The United States Court of Appeals for the Seventh Circuit overturned a landmark judgment against four Islamic charities and an alleged fundraiser for the Palestinian terrorist group Hamas for its role in the murder of a 17-year old American citizen in the West Bank.
The Holy Land Foundation for Relief and Development (HLF), the Islamic Association for Palestine, the American Muslim Society, the Quranic Literacy Institute and Muhammad Salah were found liable under a U.S. anti-terrorism law that permits U.S. nationals who have been injured “by reason of an act of international terrorism” to recover triple damages.

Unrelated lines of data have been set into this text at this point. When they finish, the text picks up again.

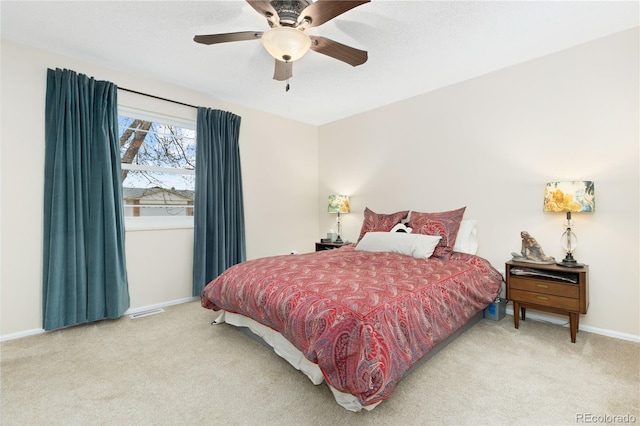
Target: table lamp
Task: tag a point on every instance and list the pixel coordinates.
(569, 197)
(339, 204)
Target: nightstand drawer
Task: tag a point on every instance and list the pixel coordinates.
(546, 287)
(545, 299)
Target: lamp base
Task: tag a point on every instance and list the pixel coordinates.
(570, 262)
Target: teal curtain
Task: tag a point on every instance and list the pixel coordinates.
(219, 234)
(84, 273)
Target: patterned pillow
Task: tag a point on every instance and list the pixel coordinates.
(374, 222)
(444, 224)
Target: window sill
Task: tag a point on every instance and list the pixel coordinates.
(157, 223)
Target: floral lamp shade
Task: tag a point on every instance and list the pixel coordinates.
(339, 204)
(570, 196)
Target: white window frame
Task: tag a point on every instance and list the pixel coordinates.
(148, 223)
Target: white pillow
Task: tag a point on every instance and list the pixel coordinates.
(414, 245)
(401, 226)
(467, 238)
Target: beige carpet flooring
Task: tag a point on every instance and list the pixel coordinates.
(174, 368)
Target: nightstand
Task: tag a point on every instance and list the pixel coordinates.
(549, 288)
(330, 246)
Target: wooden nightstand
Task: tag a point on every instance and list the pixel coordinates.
(550, 288)
(330, 246)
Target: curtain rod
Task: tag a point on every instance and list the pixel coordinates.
(157, 97)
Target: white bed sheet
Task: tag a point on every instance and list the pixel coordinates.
(292, 355)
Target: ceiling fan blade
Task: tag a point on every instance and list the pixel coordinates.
(264, 8)
(283, 70)
(322, 11)
(227, 37)
(350, 55)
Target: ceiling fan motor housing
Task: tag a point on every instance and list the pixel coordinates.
(289, 10)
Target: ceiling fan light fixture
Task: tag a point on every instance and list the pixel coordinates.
(286, 44)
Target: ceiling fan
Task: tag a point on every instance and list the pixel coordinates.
(286, 40)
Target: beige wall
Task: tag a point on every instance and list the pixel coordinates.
(492, 143)
(158, 262)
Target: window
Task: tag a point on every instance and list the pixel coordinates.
(158, 159)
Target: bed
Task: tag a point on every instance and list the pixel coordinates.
(362, 316)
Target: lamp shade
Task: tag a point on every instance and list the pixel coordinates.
(285, 43)
(339, 204)
(570, 196)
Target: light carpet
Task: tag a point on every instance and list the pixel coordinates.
(175, 368)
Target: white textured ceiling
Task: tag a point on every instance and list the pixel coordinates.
(414, 46)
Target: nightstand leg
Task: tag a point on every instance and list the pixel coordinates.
(573, 325)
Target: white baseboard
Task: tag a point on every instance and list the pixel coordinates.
(35, 331)
(564, 321)
(159, 305)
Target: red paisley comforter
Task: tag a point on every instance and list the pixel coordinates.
(365, 318)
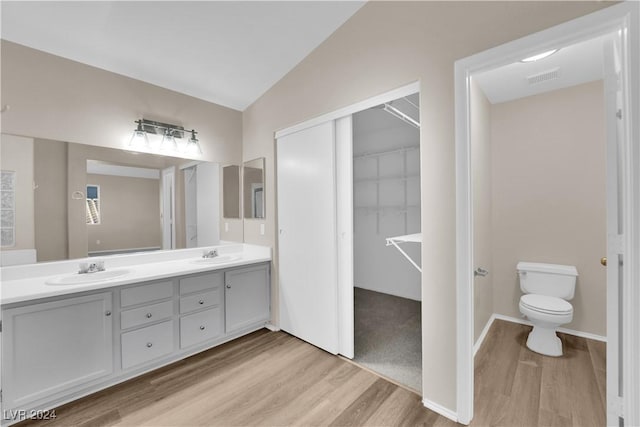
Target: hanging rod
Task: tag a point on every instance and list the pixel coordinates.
(411, 103)
(402, 116)
(383, 153)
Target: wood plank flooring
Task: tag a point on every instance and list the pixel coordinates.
(517, 387)
(274, 379)
(265, 378)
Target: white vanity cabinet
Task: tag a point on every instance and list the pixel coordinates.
(55, 347)
(144, 339)
(201, 309)
(246, 297)
(61, 348)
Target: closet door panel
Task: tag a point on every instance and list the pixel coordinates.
(307, 235)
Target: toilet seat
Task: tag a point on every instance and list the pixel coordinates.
(546, 304)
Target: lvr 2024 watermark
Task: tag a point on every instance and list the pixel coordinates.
(23, 414)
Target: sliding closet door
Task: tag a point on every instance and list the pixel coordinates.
(307, 235)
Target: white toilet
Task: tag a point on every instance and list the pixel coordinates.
(547, 288)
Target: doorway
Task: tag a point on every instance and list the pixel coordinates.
(620, 190)
(386, 201)
(315, 171)
(539, 195)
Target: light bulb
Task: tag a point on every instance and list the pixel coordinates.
(193, 146)
(139, 138)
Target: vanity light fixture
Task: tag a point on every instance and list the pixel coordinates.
(164, 138)
(139, 138)
(539, 56)
(193, 145)
(168, 144)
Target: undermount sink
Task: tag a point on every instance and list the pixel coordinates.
(83, 279)
(220, 259)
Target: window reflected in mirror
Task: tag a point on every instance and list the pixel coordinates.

The trial court ordered the defendants to pay $156 million in damages to the parents of David Boim, who was murdered at a bus stop in Beit-El, on the West Bank, in March 1996, by a gunman who was apparently connected to Hamas.
On December 28, 2007, the Court of Appeals overturned the lower court’s ruling, saying that the Boim’s needed to show a clearer connection between the money and the death of Boim. The case was remanded for trial for “evidence that the conduct of each defendant, be it direct involvement with or support of Hamas’s terrorist activities or indirect support of Hamas or its affiliates, helped bring about the terrorist attack that ended David Boim’s life.”
Muhammad Salah was sentenced to 21 months in prison in July 2007, for obstruction of justice by lying about his ties to Hamas in the case. In February 2007, at the same time that he was convicted of obstruction charges, Salah was acquitted of racketeering conspiracy in support of Hamas’s terrorist campaigns in Israel, Gaza, and the West Bank.